Once an endometriosis screening tool has been clinically validated and medically accepted, one way to ensure that it is broadly implemented in health care facilities is to mandate its use by law. However, a direct legal mandate forcing physicians to use a particular screening tool is problematic, in that it would promote government intervention directly in the practice of medicine when malpractice law and state medical boards already serve to enforce standard of care.

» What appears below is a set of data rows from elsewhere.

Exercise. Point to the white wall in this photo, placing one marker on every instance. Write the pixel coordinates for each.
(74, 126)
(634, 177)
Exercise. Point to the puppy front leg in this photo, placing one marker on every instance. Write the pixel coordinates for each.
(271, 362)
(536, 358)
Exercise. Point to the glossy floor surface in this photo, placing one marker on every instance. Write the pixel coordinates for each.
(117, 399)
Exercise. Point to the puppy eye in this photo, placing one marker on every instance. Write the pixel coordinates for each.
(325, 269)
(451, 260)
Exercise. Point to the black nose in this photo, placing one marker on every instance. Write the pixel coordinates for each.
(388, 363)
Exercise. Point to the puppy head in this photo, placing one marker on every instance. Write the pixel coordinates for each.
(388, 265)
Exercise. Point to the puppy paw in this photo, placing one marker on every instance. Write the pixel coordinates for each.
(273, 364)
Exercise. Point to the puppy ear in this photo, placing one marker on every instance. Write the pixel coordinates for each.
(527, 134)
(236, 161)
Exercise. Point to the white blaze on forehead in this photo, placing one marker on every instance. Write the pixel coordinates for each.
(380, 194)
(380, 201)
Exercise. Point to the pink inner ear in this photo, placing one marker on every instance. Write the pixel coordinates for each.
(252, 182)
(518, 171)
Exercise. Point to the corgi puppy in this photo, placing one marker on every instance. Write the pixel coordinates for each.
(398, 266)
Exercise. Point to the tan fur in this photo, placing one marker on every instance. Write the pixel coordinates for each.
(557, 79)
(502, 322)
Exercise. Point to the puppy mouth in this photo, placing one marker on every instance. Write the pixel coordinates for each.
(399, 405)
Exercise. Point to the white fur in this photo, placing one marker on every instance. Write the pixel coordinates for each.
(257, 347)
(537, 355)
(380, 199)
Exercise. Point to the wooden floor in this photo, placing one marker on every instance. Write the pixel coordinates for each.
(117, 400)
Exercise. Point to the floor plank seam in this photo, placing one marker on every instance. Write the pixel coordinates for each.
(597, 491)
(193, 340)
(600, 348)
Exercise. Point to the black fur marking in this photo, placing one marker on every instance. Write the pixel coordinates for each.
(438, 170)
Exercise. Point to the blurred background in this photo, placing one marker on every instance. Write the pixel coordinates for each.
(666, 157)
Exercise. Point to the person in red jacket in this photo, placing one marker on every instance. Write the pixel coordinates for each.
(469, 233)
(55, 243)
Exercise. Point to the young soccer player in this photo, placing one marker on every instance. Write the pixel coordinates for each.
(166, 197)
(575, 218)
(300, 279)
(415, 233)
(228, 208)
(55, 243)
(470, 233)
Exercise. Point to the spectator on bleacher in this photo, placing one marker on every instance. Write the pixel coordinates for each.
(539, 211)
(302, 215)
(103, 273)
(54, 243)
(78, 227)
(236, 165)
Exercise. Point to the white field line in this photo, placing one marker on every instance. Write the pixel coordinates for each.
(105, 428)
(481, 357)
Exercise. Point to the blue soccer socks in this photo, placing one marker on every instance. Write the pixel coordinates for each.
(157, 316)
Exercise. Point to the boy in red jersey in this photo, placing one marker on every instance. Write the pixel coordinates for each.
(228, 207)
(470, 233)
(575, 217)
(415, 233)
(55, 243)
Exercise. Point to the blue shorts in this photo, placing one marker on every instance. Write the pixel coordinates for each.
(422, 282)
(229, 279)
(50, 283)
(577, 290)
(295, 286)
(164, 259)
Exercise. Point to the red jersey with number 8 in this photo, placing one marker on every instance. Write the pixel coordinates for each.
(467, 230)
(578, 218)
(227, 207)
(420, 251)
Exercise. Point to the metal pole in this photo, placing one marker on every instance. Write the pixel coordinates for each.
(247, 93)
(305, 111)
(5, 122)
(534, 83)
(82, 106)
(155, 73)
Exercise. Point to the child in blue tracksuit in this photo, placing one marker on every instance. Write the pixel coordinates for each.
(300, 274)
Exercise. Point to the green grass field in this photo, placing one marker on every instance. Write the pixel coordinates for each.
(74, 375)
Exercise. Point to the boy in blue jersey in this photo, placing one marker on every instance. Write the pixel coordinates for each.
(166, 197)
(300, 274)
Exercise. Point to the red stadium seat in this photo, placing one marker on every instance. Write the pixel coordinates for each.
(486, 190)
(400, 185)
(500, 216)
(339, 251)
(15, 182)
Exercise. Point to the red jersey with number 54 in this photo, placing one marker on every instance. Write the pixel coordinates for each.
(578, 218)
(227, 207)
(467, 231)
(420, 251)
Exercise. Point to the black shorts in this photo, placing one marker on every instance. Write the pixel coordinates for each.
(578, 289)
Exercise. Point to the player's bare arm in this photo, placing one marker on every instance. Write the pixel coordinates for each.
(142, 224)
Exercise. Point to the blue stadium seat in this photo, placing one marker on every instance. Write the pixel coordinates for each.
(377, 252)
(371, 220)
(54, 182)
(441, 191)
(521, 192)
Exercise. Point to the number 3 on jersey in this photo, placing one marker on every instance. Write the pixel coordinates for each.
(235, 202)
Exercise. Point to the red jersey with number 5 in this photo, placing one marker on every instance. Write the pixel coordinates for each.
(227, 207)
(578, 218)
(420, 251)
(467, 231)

Instead of mandating endometriosis screening, incentivizing it with a financial reward may be more successful in encouraging clinicians to implement such screening quickly. A reward for participating could come directly from the government or from insurance companies. While it is in insurance companies’ best interest to shorten the endometriosis diagnostic wait time and reduce health care utilization costs, the federal government can also require insurance companies to provide this reward to participating health care providers.
Conclusion
Ensuring that every health care practitioner—not just OB/GYNs—properly considers endometriosis as a potential cause of relevant symptoms can play a role in decreasing the average diagnostic wait time for patients. Promising screening tools have been developed, and we call for continued research to further refine the tools and for government or insurance provider incentivization of their use. The use of validated screening tools could potentially alleviate pain and improve the lives of millions of women, as well as reduce health care utilization costs and productivity losses. Furthermore, raising awareness about endometriosis among nonspecialist health care professionals and the general public by implementing routine screening could promote greater interest in research and subsequently more funding for it. Given the high incidence, severity, and costs of endometriosis, improving the standard of care for endometriosis diagnosis is well past due.